By Adam Rapp
Directed by Joanie Shultz
At Next Theatre
Playwright turns the banning of one of his own books into thoughtful play about censorship
Adam Rapp’s The Metal Children is a sprawling piece, dealing with many satellite topics; but at its heart – what sets everything in motion – is censorship. Tobin Falmouth (portrayed very well by Sean Cooper) is a struggling author who lives in New York; he is barely making rent, has a serious case of writer’s block, and his wife just left him for her editor. On top of that, a small, Midwestern town has recently decided to ban his second book, a young adult novel he wrote years ago called The Metal Children. The book is about high school girls in Iowa getting pregnant and disappearing, being replaced by metal statues; the heroine eventually commits suicide in a grisly way. The town of Midlothia (not to be confused with the Midlothians in Texas – just drove through there last weekend – or Illinois) has decided that the content is unsuitable for their students, and forcibly removed the copies, sometimes from students’ hands.
The local school board is having a meeting to determine whether the banning was kosher, so to speak, and Tobin’s editor, Bruno Binelli (the wonderful Marc Grapey), convinces him to go: there is a strong contingent, led by an English teacher, fighting back against the banning, and they want Tobin to come to the defense of his book. The people he meets in the small town make a lasting impression on the author.

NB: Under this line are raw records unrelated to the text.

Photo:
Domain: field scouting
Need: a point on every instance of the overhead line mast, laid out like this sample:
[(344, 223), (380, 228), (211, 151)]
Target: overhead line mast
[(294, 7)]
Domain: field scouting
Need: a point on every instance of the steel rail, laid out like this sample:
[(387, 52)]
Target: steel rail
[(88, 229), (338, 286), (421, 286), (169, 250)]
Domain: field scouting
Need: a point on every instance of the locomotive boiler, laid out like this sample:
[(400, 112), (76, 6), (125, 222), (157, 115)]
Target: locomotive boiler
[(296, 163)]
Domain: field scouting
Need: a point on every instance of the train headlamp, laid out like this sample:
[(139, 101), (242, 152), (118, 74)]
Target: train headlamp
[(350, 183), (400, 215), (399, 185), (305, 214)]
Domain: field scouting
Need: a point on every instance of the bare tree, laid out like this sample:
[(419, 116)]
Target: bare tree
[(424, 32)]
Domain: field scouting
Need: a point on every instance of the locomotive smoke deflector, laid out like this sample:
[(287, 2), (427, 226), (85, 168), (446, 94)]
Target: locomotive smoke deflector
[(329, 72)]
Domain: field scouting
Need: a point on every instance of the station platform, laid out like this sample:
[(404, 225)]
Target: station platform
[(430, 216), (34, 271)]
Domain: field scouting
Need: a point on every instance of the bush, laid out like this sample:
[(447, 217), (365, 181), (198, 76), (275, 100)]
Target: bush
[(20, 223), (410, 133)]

The play deals with many topics: censorship, teenage pregnancy, abortion, homosexuality, divorce, violence, religion, fundamentalism, the place of art in society . . . . And yet, with this long laundry list of issues, the piece never gets bogged down by any of it. Sprawling, yes; dissipated, no. And the show takes its time with these issues, shows how they interrelate, cares for each one of them, none of them tokenized or crowding out another.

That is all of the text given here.